From: Brian Bunker <brian@purestorage.com>
To: Martin Wilck <mwilck@suse.com>
Cc: linux-scsi@vger.kernel.org, Hannes Reinecke <hare@suse.com>
Subject: Re: [PATCH 1/1]: scsi dm-mpath do not fail paths which are in ALUA state transitioning
Date: Tue, 13 Jul 2021 17:37:53 -0700	[thread overview]
Message-ID: <CAHZQxy+crC90wWuHMKA=9CE-gHSiDTEC_jQDnH0Otx=R7PM-SQ@mail.gmail.com> (raw)
In-Reply-To: <CAHZQxyLEsQWjTV_P8YPhConyQiOOtzc+oNmuT=Oi1=WMyysmCg@mail.gmail.com>

On Tue, Jul 13, 2021 at 2:13 AM Martin Wilck <mwilck@suse.com> wrote:
>
> Hello Brian,
>
> On Mo, 2021-07-12 at 14:38 -0700, Brian Bunker wrote:
> > Martin,
> >
> > > Please confirm that your kernel included ee8868c5c78f ("scsi:
> > > scsi_dh_alua: Retry RTPG on a different path after failure").
> > > That commit should cause the RTPG to be retried on other map
> > > members
> > > which are not in failed state, thus avoiding this phenomenon.
> >
> > In my case, there are no other map members that are not in the failed
> > state. One set of paths goes to the ALUA unavailable state when the
> > primary fails, and the second set of paths moves to ALUA state
> > transitioning as the previous secondary becomes the primary.
>
> IMO this is the problem.
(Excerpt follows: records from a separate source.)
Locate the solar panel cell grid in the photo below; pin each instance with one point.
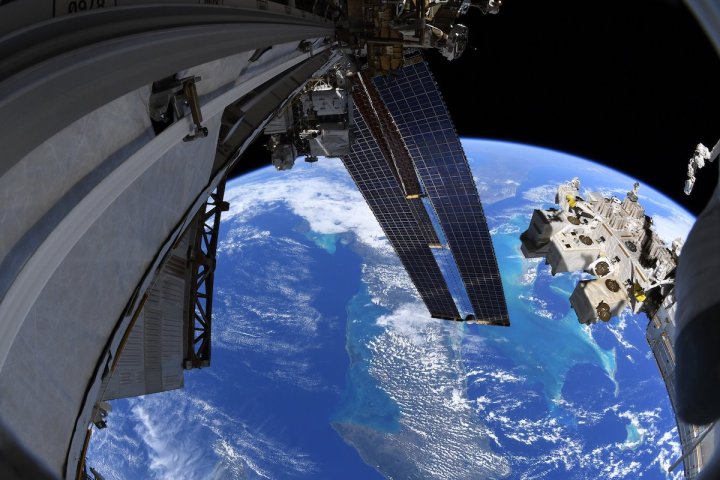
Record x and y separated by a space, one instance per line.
372 174
413 99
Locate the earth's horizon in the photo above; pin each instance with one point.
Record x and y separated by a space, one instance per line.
327 365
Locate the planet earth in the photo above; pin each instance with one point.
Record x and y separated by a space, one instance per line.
327 365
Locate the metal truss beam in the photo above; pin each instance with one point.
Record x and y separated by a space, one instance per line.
202 256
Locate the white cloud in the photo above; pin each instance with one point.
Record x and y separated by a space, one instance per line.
330 207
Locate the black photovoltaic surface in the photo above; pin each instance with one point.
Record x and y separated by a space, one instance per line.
413 98
375 180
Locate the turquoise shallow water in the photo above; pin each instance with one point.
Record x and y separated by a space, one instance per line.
544 349
363 402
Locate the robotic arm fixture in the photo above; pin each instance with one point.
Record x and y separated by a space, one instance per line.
380 30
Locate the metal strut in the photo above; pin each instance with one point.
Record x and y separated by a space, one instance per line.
201 269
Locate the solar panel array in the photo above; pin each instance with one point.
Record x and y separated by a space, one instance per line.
397 216
414 100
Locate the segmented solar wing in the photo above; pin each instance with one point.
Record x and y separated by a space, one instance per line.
414 100
397 215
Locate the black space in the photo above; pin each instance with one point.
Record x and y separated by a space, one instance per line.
632 85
How does your array respond to SCSI commands
> while ports are transitioning?
>
> SPC5 (§5.16.2.6) says that the server should either fail all commands
> with BUSY or CHECK CONDITION/NOT READY/LOGICAL UNIT NOT
> ACCESSIBLE/ASYMMETRIC ACCESS STATE TRANSITION (a), or should support
> all TMFs and a subset of SCSI commands, while responding with
> CC/NR/AAST to all other commands (b). SPC6 (§5.18.2.6) is no different.
>
> No matter how you read that paragraph, it's pretty clear that
> "transitioning" is generally not a healthy state to attempt I/O.
>
> Are you saying that on your server, the transitioning ports are able to
> process regular I/O commands like READ and WRITE? If that's the case,
> why do you pretend to be "transitioning" at all, rather than in an
> active state? If it's not the case, why would it make sense for the
> host to retry I/O on the transitioning path?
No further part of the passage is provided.